Does it tell you something new? Generating more data is easy but more data demands attention, fills up storage, and needs to be maintained. Choose tools that open up new avenues of monitoring, rather than those that offer marginal gains.
Expanding on those questions, your evaluation should consider how a tool performs in the following areas.
Does it offer a unified dashboard? Your product is the result of many services, libraries, and third-party products working together. A good monitoring dashboard will give you a bird’s eye view of how each part works together and make it easier to see alerts and areas for concern.
Does it cleanly integrate with your broader technology stack? Does the tool have dedicated integrations with the tooling you already use? Can you automatically deploy more containers when response times suffer? Will it stream log entries to your centralized log management tool? Does it have a REST API or support open standards, such as SNMP, that allow you to roll your own integrations?

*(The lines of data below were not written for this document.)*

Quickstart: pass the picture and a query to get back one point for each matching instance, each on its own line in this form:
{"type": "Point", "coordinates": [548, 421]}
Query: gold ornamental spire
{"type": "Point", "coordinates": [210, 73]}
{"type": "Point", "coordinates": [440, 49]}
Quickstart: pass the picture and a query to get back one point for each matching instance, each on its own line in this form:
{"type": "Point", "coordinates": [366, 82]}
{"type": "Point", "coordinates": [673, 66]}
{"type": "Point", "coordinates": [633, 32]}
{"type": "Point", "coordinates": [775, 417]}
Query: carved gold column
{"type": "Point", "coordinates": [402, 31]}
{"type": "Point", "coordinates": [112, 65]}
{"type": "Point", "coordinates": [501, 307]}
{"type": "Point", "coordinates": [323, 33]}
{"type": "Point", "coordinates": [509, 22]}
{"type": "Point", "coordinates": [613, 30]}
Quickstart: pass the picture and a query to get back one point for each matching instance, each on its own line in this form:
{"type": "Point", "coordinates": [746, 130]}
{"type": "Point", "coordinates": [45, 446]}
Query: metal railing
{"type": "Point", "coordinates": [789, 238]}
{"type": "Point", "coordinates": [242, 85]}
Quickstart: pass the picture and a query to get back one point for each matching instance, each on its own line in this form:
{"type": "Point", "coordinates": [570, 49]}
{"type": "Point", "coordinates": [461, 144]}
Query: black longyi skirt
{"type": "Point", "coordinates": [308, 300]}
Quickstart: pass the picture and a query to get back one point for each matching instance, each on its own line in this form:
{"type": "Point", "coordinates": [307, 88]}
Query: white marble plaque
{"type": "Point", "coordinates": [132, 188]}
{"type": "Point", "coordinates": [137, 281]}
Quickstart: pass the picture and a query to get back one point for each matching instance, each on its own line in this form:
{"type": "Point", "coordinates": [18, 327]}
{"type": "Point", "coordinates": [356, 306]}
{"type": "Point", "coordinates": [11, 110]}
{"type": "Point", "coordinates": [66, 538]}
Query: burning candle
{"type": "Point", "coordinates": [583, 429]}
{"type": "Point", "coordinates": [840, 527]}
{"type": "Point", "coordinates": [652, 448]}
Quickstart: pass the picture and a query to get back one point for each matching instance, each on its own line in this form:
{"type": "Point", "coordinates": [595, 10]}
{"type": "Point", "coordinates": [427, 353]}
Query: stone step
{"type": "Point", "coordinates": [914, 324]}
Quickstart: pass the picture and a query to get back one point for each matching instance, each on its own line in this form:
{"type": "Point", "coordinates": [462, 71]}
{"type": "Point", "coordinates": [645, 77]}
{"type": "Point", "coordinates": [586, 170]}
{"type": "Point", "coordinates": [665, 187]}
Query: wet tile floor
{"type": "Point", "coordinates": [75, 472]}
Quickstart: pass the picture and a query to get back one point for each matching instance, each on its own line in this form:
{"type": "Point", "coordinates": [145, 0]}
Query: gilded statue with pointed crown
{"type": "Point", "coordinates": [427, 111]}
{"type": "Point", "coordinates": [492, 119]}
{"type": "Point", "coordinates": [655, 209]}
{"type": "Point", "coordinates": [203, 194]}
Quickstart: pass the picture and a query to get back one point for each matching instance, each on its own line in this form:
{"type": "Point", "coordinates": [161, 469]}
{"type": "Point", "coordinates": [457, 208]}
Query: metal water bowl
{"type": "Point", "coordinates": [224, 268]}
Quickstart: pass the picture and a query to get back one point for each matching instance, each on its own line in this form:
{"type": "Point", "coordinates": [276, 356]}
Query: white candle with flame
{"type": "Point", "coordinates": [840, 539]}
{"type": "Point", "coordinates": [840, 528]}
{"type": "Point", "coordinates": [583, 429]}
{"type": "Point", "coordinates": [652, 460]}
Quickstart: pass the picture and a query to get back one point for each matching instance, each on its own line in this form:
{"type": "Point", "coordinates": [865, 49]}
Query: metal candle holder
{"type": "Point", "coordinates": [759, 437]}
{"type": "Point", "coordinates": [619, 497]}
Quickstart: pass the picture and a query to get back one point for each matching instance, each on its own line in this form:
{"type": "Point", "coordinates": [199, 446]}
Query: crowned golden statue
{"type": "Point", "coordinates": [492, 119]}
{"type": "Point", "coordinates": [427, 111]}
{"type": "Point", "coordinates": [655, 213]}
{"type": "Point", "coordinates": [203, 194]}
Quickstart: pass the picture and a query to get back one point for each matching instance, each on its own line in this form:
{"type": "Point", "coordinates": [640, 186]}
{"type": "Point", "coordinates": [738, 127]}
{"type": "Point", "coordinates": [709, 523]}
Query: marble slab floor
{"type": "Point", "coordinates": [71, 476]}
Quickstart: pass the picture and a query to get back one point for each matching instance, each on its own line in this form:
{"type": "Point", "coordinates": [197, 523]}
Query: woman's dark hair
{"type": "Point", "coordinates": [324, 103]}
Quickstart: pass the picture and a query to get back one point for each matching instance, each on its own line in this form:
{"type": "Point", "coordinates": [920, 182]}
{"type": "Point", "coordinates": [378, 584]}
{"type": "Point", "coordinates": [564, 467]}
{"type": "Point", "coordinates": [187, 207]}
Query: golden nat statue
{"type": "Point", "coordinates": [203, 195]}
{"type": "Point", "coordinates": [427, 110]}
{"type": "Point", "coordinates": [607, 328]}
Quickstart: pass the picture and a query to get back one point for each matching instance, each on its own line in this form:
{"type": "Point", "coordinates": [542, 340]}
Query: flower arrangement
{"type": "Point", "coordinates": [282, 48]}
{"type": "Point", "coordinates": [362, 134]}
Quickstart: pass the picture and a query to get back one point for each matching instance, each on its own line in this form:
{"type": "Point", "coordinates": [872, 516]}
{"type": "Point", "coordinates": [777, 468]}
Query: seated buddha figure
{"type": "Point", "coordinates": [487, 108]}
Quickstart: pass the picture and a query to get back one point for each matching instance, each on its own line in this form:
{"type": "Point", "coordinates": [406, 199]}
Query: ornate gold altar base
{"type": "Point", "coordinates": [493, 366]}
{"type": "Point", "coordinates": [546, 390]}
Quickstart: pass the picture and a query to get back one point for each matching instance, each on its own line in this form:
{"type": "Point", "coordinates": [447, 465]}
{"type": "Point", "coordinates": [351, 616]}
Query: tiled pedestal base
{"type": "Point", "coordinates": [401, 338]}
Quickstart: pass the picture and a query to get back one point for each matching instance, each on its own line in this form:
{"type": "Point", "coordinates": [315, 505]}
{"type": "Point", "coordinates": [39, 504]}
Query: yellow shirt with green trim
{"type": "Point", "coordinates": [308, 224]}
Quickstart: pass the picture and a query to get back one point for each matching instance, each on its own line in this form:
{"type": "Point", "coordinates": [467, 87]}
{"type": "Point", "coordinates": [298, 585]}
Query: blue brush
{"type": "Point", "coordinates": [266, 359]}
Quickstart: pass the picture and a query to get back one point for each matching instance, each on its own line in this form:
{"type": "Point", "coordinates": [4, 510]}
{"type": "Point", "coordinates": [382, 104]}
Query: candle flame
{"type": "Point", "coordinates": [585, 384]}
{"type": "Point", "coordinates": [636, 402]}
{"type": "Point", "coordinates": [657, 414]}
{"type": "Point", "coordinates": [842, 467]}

Does it integrate alerts and notifications with your existing tools? Your monitoring tools should enable people to take timely action when manual intervention is needed. Does it support alerting directly or does it integrate with your existing notification tools?
Do its reporting capabilities integrate with your analytics tooling Monitoring dashboards are excellent as a dedicated space but many organizations have established reporting and analytics tools. Does the tooling you’re evaluating integrate with your organization’s chosen analytics platform?
What types of audit logs does a solution provide? Understanding how your system got to its current state is important, especially when something goes wrong. Audit logs provide an action-by-action record of what happened and which process or person was responsible. This helps both with root cause analysis and can provide a basis for learning where to make system improvements. What types of audit logs do your chosen solutions provide and how do they surface up important information?
What are its data retention storage needs? Monitoring tools generate large amounts of data. That makes it important to understand the ongoing storage needs, or the cloud costs, to keep enough history to be useful without storing data beyond its useful life.
What types of diagnostics does a solution offer? Does the tool alert you to symptoms or does it help diagnose the underlying problem? More comprehensive tools, such as application performance management platforms, will help you understand what’s happening in complex situations such as multiple asynchronous microservices working together.